研究課題
初年度はすでに所有している試料を用いて、予察的なデータの収集を行った。特に約29~26億年前のインドダールワール岩体のストロマトライトサンプルの詳細な顕微鏡観察・ラマン分光分析・炭酸塩鉱物の化学分析・炭素酸素同位体・炭質物の炭素安定同位体分析を実施し、以下の成果が得られた。1. 詳細な顕微鏡観察により、炭質物の大きさは球状(2-20μm)、板状(20-50μm)、フィラメント状(50-100μm)と形態により異なり、球状のものは主に方解石粒子内に、板状・フィラメント状のものは鉱物粒界に産出することが明らかになった。2. 形態別の顕微ラマン分光分析を実施したところ、板状に比べ、フィラメント状、球状の炭質物の結晶度は低く、炭素安定同位体値からも有機物の痕跡を確認できた。3. 炭酸塩鉱物の炭素酸素安定同位体比と炭質物のラマン分光分析結果と比較すると、サンプルは2種類に分けられる。

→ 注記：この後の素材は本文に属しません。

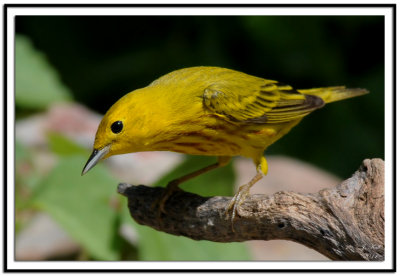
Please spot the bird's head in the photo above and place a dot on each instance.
(114, 134)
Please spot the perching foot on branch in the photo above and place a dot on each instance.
(343, 223)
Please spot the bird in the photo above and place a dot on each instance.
(211, 111)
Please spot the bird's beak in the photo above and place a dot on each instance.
(95, 157)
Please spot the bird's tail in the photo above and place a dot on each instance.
(334, 93)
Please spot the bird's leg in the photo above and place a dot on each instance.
(173, 185)
(243, 192)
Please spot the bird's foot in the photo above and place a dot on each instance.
(231, 209)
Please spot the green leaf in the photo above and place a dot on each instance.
(82, 205)
(216, 182)
(37, 84)
(63, 146)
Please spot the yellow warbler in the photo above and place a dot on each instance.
(208, 111)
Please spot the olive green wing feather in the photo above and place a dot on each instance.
(261, 102)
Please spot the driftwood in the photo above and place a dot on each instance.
(343, 223)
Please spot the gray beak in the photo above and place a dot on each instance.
(95, 157)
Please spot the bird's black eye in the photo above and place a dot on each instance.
(116, 127)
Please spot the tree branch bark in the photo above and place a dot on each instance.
(342, 223)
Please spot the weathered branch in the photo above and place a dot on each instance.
(342, 223)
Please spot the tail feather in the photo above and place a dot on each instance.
(334, 93)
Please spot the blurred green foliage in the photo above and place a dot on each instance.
(102, 58)
(37, 84)
(99, 59)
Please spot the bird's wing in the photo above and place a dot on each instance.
(266, 102)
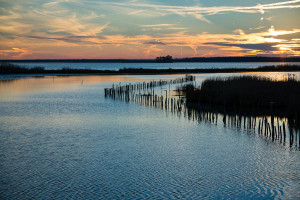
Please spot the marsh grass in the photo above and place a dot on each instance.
(250, 94)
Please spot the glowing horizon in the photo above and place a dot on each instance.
(144, 29)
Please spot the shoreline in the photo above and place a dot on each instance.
(7, 69)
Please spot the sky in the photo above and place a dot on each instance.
(145, 29)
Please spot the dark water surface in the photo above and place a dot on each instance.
(61, 139)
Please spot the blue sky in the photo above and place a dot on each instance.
(34, 29)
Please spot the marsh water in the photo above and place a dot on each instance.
(60, 138)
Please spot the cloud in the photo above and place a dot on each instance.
(200, 12)
(14, 53)
(259, 46)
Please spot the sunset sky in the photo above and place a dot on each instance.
(142, 29)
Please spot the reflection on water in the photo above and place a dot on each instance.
(66, 141)
(281, 129)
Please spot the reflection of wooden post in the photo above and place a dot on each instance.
(284, 133)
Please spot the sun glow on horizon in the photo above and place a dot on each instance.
(144, 29)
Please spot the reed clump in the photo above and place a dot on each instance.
(250, 93)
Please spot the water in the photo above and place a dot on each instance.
(61, 139)
(117, 66)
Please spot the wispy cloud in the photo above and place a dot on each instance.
(200, 12)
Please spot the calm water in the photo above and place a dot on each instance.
(116, 66)
(61, 139)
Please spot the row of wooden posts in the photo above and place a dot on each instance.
(144, 94)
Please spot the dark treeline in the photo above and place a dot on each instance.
(193, 59)
(7, 68)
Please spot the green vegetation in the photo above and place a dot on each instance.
(250, 94)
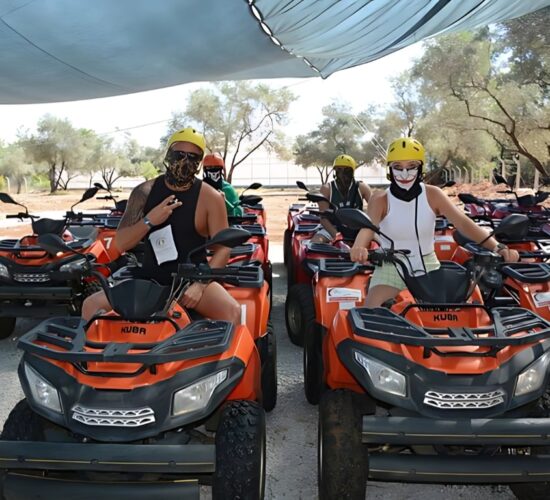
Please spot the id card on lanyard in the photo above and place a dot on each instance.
(164, 246)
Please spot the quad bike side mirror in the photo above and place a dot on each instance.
(53, 244)
(320, 198)
(6, 198)
(254, 185)
(89, 193)
(357, 219)
(250, 199)
(499, 179)
(228, 237)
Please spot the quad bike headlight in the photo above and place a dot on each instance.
(75, 265)
(196, 397)
(382, 376)
(4, 272)
(43, 393)
(532, 378)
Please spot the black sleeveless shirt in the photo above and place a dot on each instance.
(353, 199)
(185, 234)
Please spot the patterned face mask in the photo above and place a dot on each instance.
(213, 176)
(405, 177)
(181, 168)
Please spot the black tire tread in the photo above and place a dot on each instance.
(345, 459)
(7, 326)
(240, 452)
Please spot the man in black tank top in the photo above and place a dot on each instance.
(344, 192)
(175, 213)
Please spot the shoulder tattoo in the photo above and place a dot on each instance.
(136, 203)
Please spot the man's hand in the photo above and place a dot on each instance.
(359, 254)
(193, 294)
(509, 254)
(163, 210)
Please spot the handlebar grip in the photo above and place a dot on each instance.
(18, 216)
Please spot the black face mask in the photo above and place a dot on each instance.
(214, 177)
(181, 168)
(404, 194)
(344, 178)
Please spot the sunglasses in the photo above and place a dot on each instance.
(184, 155)
(401, 169)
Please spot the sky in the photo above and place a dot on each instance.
(145, 115)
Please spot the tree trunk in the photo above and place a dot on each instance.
(52, 174)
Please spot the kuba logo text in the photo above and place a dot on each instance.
(140, 330)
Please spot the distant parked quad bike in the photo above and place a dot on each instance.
(36, 283)
(142, 402)
(435, 387)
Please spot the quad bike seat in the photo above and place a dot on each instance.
(136, 299)
(45, 226)
(84, 232)
(448, 284)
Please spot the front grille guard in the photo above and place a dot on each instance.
(507, 322)
(64, 339)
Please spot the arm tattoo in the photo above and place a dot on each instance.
(136, 203)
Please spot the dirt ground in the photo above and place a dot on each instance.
(275, 201)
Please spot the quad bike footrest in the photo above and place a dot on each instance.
(460, 432)
(524, 272)
(110, 457)
(23, 487)
(480, 469)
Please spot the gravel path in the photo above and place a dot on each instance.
(291, 427)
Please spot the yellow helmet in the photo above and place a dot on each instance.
(405, 148)
(344, 161)
(188, 135)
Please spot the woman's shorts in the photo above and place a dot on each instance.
(387, 274)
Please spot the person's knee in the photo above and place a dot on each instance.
(234, 313)
(92, 304)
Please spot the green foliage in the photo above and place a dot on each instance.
(147, 170)
(474, 94)
(340, 132)
(236, 118)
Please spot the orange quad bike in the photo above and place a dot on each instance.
(435, 387)
(302, 266)
(525, 283)
(143, 402)
(36, 283)
(304, 216)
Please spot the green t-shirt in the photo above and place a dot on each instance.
(231, 200)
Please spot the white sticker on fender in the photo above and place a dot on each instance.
(343, 295)
(541, 299)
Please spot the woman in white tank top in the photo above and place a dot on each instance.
(406, 212)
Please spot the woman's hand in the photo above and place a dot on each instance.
(193, 295)
(359, 254)
(509, 254)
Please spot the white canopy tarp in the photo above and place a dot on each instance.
(63, 50)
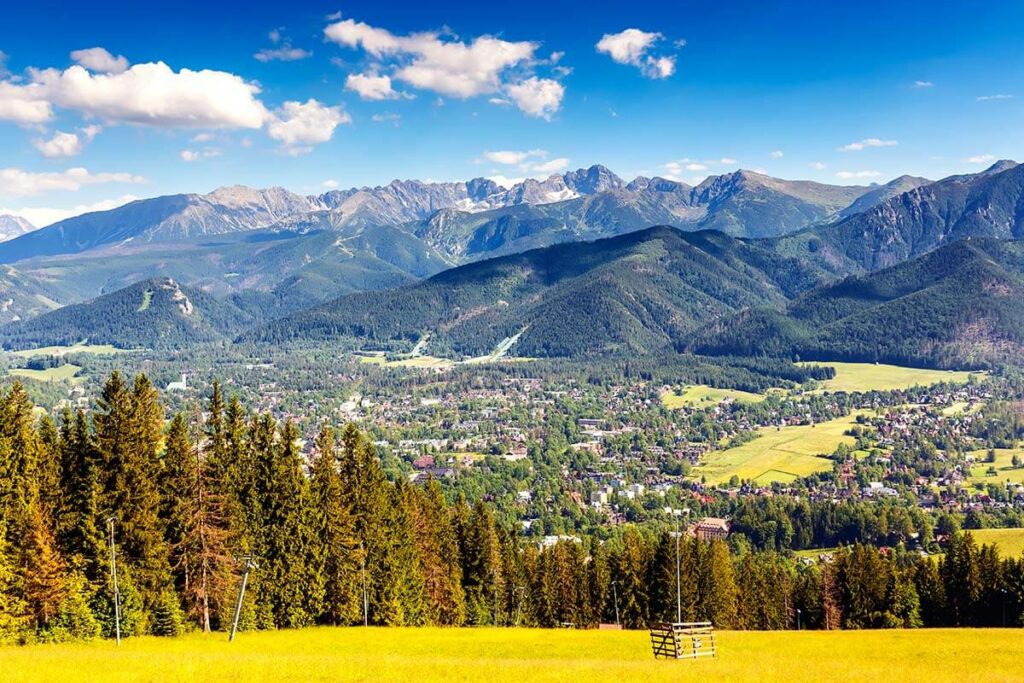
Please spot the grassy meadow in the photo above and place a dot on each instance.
(59, 374)
(778, 455)
(524, 655)
(852, 377)
(1004, 467)
(1010, 541)
(82, 347)
(702, 395)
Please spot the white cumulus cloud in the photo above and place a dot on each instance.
(867, 142)
(43, 216)
(371, 86)
(528, 162)
(199, 155)
(299, 125)
(66, 144)
(540, 97)
(430, 60)
(99, 60)
(633, 47)
(154, 94)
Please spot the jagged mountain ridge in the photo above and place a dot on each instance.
(737, 203)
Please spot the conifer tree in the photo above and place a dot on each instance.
(482, 579)
(128, 435)
(630, 572)
(79, 527)
(334, 551)
(43, 578)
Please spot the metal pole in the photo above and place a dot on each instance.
(614, 592)
(366, 598)
(679, 589)
(242, 596)
(114, 580)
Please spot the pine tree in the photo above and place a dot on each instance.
(334, 548)
(78, 525)
(281, 534)
(43, 574)
(630, 570)
(129, 425)
(195, 527)
(437, 544)
(481, 559)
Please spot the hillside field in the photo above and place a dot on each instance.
(524, 655)
(1010, 541)
(778, 455)
(58, 374)
(877, 377)
(702, 395)
(1004, 467)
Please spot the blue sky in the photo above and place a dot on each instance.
(272, 95)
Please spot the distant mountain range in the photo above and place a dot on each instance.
(472, 279)
(212, 241)
(637, 293)
(961, 305)
(13, 226)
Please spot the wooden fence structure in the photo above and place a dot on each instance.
(682, 641)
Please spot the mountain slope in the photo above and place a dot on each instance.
(153, 313)
(961, 305)
(13, 226)
(633, 293)
(987, 204)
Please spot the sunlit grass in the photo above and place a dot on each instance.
(704, 395)
(778, 455)
(1009, 541)
(523, 655)
(59, 374)
(877, 377)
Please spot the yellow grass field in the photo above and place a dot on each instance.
(778, 455)
(868, 376)
(525, 655)
(704, 395)
(1003, 464)
(1010, 541)
(58, 374)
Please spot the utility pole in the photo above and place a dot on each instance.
(250, 564)
(614, 593)
(679, 589)
(366, 597)
(114, 581)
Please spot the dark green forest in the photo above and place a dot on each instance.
(335, 542)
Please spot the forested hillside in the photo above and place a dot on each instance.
(153, 313)
(335, 542)
(635, 293)
(962, 305)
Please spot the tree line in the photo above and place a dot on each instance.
(335, 542)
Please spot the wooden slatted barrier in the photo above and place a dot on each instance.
(683, 641)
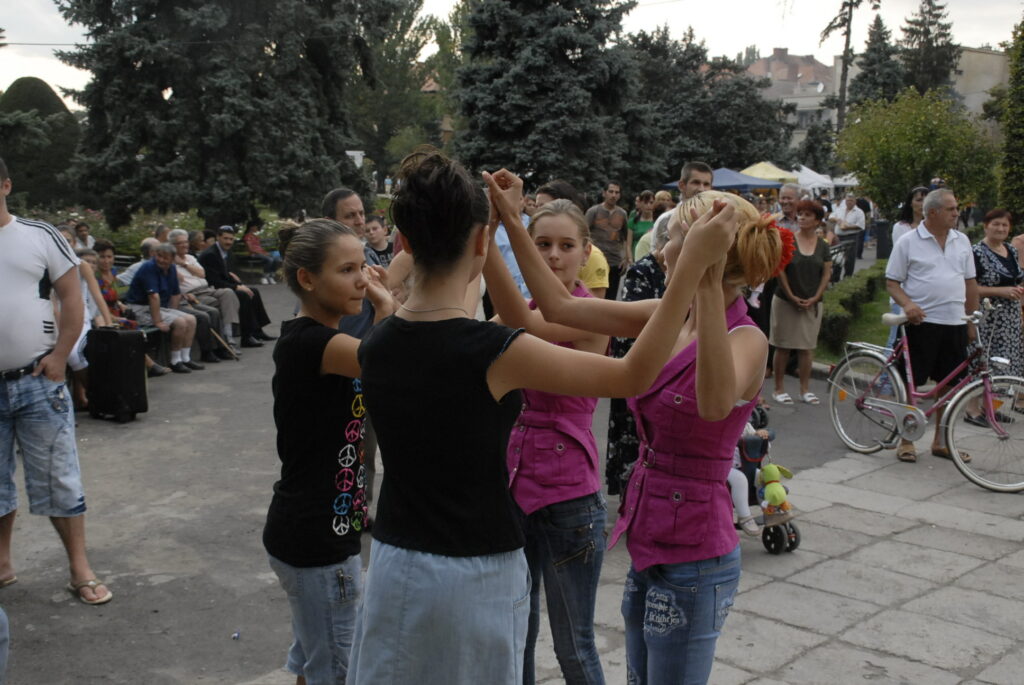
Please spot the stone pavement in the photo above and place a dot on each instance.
(905, 573)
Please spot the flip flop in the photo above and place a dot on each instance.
(944, 454)
(906, 453)
(75, 589)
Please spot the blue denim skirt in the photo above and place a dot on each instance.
(428, 618)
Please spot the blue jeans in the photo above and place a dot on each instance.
(674, 614)
(324, 600)
(36, 413)
(565, 547)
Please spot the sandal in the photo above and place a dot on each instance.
(75, 589)
(944, 454)
(906, 453)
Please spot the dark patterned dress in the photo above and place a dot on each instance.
(644, 281)
(1003, 326)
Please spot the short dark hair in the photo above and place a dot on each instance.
(998, 213)
(435, 207)
(330, 205)
(811, 206)
(690, 167)
(307, 249)
(562, 189)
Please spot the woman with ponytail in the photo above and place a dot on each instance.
(677, 512)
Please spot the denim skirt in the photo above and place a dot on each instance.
(428, 618)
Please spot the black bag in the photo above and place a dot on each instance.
(117, 374)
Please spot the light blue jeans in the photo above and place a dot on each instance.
(565, 549)
(674, 614)
(36, 414)
(431, 619)
(324, 600)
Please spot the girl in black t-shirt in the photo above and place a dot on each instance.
(446, 592)
(318, 507)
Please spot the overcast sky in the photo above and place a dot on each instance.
(726, 27)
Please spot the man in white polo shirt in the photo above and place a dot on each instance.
(35, 404)
(931, 275)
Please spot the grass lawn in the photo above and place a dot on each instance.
(866, 328)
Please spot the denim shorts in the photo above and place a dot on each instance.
(36, 414)
(430, 619)
(324, 601)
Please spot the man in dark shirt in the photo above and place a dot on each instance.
(154, 297)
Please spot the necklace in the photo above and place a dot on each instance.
(424, 311)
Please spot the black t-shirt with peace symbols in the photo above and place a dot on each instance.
(318, 506)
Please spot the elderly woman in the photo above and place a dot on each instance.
(796, 309)
(999, 276)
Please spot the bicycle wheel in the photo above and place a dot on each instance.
(861, 375)
(995, 442)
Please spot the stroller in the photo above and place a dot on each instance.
(754, 452)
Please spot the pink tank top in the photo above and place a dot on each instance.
(552, 454)
(677, 506)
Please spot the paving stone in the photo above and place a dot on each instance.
(857, 666)
(721, 674)
(970, 607)
(949, 540)
(914, 560)
(939, 643)
(853, 497)
(904, 480)
(760, 645)
(964, 519)
(864, 583)
(805, 607)
(859, 520)
(996, 579)
(838, 470)
(778, 565)
(1005, 672)
(830, 542)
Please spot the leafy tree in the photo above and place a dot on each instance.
(1012, 177)
(218, 104)
(892, 146)
(930, 55)
(31, 109)
(881, 74)
(543, 92)
(843, 23)
(390, 100)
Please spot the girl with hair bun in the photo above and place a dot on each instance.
(677, 512)
(318, 507)
(446, 596)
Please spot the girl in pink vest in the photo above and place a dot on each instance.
(553, 460)
(677, 510)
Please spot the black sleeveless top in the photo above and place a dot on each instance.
(442, 436)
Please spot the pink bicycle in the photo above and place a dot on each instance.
(871, 408)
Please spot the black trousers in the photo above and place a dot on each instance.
(252, 315)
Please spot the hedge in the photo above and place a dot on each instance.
(842, 303)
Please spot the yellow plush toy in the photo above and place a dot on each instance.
(773, 495)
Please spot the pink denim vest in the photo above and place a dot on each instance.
(677, 506)
(552, 455)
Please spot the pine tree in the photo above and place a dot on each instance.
(1012, 177)
(542, 91)
(881, 74)
(930, 56)
(218, 104)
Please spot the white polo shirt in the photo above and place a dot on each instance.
(934, 279)
(33, 256)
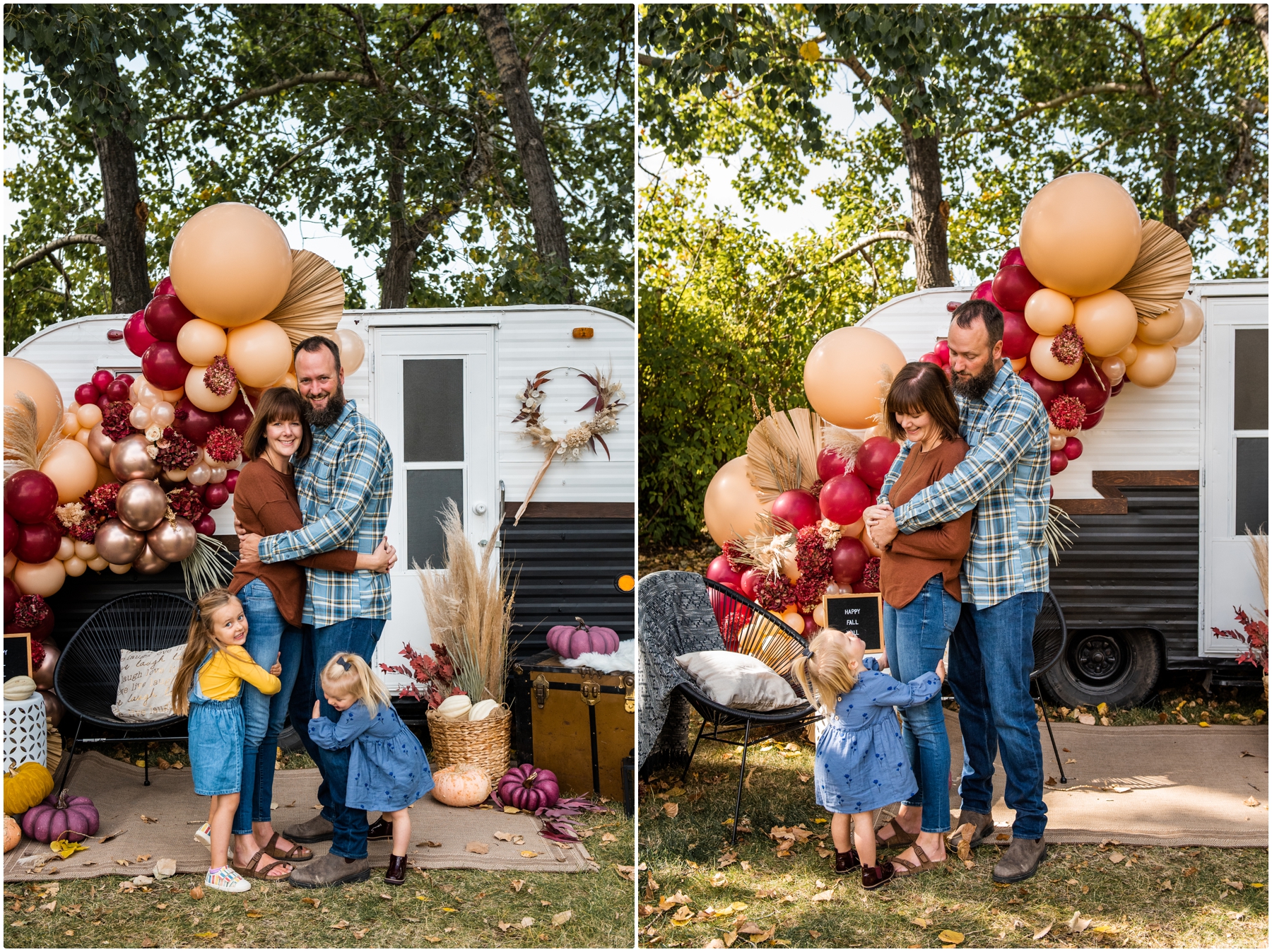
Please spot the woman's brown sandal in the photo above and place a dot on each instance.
(903, 867)
(297, 854)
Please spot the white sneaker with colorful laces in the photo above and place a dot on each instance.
(225, 880)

酸素同位体が高いサンプル(17-25‰)よりも、酸素同位体が低いサンプル(12-15‰)に含まれる炭質物は、熱水の影響で再結晶化が進み、結晶度が高いということが明らかになった。4. 全岩から抽出した炭質物質の炭素同位体分析の結果は、-7 - -18‰までであり、形態別の同位体分析を今後進めていく予定である。以上の成果から、本研究の目的である「地球上最古の有機物化石の原子構造と炭素同位体解析を行い、生命の起源を解明する」について、形態ごとの結晶度・炭素安定同位体値に関する基礎的なデータを収集することができた。今後実際に採取した試料も合わせてより詳細な地球化学分析を実施し、今後の分析に備える。
3: やや遅れている
本研究の目的は、地球最古の化石を含む岩石の分布地域の地質調査を行い、採取した試料の詳細な地球化学的分析とアトムプルーブ分析のための適切な試料選定が含まれている。しかし世界的な新型コロナ感染拡大のため、すでに所有しているサンプルを用いた予察的なデータの取得に留まっている。また初年度計画していたインドの現地地質調査に関しても次年度に延期することになったため、本研究計画はやや遅れている。
今年度は主にフィールド調査、サンプル選出と基礎データ収集、ナノカーボン粒子の超微細組織観察(国内)、結晶構造解析(オーストラリア)、炭素同位体測定(国内)を行う予定である。新型コロナ感染拡大が徐々に収束し、出入国の制限が緩和され次第、オーストラリア・インドにおいての現地地質調査や大学訪問を行うことを計画している。地球最古の有機物化石を含む岩石の産状と分布、風化変質の程度などを調べるために、オーストラリアの約35億年前のピルバラ地塊の現地地質調査をカーティン大学のFitzsimons教授の協力を得て実施する。現地調査終了後、カーティン大学を訪問し、研究進行に関する具体的な日程及び設備の予約、試料作成に関する打ち合わせを行う。野外調査で採集した試料から詳細な分析や観察するためのサンプルを選出し、炭質物の抽出を行う。前年度に引き続き、今年度前半、現在すでに研究代表者が所有しているサンプル(インドや南アフリカ、オーストラリアの代表的なストロマトライト)を用いて、詳細な分析や観察を行う予定である。後半にはラマン・赤外分光分析および高分解能電子顕微鏡(FESEM, FE-TEM,デュアルビームFIB) を用い、ナノカーボン粒子の鉱物・結晶学的特徴および分子構造について予察的な観察・分析を行う。また全岩及び抽出した有機炭素の同位体比測定を行い、炭質物の形態別の同位体の特徴を明らかにすることで、アトムプローブ分析に適したサンプルの選出を行う予定である。
本研究計画では、初年度にインドの現地地質調査を計画していたが、新型コロナ感染拡大により、調査不可能となった。次年度、新型コロナ感染拡大が収束し出入国の制限が緩和され次第、インドの太古代のシンブン岩体(34億年前)を中心に野外調査と炭質物を含む堆積岩のサンプリングを行う。インド理科大学院大学 (Bengaluru)のSajeev 准教授ならびにインド地質調査所(Kolkatta)のTrisrota Choudhari博士の協力を得て、研究代表者と1名の博士後期課程院生が調査を実施する。